FOR IMMEDIATE RELEASE

AT A GLANCE

First product, Bud Sentinel, ships 23 guardrail models that run 2.3X faster on a laptop CPU than competing systems on a $15,000 NVIDIA A100 GPU

8.39 ms: guardrail classification on a laptop CPU (incl. network overhead)
2.3× faster: than competitors running on a $15,000 NVIDIA A100 GPU
0.70 ms: p50 latency at 8K tokens with 10,000 concurrent requests (Xeon 8592+)
23 models, 33 variants: security, safety, toxicity, compliance, and quality guardrails
$0 GPU cost: production-grade guardrails on commodity hardware enterprises already own

Bud Ecosystem today revealed what the AI Safety industry has been getting wrong: you don’t need a $15,000 GPU to run production AI Safety.

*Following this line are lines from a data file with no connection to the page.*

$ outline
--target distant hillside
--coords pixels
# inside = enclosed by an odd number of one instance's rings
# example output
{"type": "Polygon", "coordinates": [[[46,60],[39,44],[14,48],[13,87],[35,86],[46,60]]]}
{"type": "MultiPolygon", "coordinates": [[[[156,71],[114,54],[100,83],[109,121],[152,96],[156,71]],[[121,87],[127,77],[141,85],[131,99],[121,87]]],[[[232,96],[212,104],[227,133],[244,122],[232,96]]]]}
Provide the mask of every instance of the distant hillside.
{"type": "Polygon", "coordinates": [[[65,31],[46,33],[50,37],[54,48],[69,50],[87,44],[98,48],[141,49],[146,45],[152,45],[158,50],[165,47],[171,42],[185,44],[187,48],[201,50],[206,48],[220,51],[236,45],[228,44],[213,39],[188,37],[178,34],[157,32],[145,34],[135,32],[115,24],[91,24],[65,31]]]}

The company launched Resource Aware Attention, a new model architecture built from scratch for CPUs, alongside Bud Sentinel (23 guardrail models) and the Bud Guardrail Gateway, a production-grade gRPC serving infrastructure for deploying guardrails at scale — all running on commodity hardware.

The result: state-of-the-art AI safety at sub-millisecond latency and thousands of requests per second — on the CPUs organisations already own. No GPUs required.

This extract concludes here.